For the first time since October, blackbird song woke me before my alarm; a bar had been crossed.
The strange, unprecedented February heatwave triggered synapses alert to a season far more advanced than it actually was. It tripped a search, all senses primed, for joyful, familiar markers, a litany learnt and ingrained over decades. It is glorious. It is premature. It is not late April.
We scanned the village pond for signs of frogspawn and found none yet – but the frogs were there. Under green water, a princely webbed hindfoot waved and sculled away. The white seedheads of Old Man’s Beard, or ‘betwine’ lay thick as snow, masquerading as jelly-eyed frogspawn. A blossom out of season.

There were a few celandines and the quince began to bud tiny red boxing gloves; flowers it was not yet ready to let go. Tightly balled handkerchiefs of tension. The only blackthorn blossom was in the towns, snowy on the roundabouts and dual carriageways, where it could bloom and berry and complete its purpose, away from the tractor and its flail.
Above them were the basket-roofed nests of magpies, hoofed into trees like lost footballs, the middle winded out of them.
Against a swimming pool sky, I expected swallows and house martins, but we were weeks off that. The hot blue sky empty of birds didn’t correlate. There was a juxtaposition, a world turned upside down. It felt too much like presentiment. A power point slide of the near-future.

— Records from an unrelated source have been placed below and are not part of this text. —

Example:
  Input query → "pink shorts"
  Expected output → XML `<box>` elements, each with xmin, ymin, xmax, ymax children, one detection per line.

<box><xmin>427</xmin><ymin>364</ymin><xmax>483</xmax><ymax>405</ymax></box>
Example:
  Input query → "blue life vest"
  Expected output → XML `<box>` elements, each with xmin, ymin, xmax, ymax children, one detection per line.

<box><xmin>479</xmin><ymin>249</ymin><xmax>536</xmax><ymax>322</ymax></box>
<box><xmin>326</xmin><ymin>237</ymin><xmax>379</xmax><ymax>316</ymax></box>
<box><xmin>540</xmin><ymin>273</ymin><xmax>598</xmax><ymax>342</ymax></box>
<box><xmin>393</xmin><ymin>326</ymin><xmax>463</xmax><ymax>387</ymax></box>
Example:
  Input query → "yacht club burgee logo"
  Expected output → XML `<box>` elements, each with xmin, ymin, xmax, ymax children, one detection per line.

But here came the brimstone butterflies, tumbling out of the ivy, up off the warming earth as if the primrose petals couldn’t sit still for joy and took off. A comma butterfly rested on a wall and the bees woke up. Half an hour in the garden and there were white and buff-tailed bumble bees and a hairy-footed flower bee, ginger legs dangling over the hellebores.
Past sunset and it was still 12 degrees. I went through pockets of damp mist chill and sudden rises in temperature. I put my hand down to feel the days’ heat emanating: a hand on the brow of the feverish earth.
I went to bed uneasy, my cheeks burning.

The foxes woke me up. A vixen screaming loudly by the wood, and the woo-oo-oo of two dog foxes coming closer from opposite directions. There was a ruckus of yowls and screams. I leant out the window but all was dark. A car pulled up the lane and the headlights swept the field and caught the molten-orange eye-blink of vulpine eyes, 100m away. Tawny owls called from each corner of the wood and all points inbetween. A muntjac joined in the barking and set next door’s terriers off. The stars seemed unnaturally bright and close. Orion cartwheeled over the lane and the spring star Arcturus twinkled orange red. A celestial fox eye caught in a headlamp.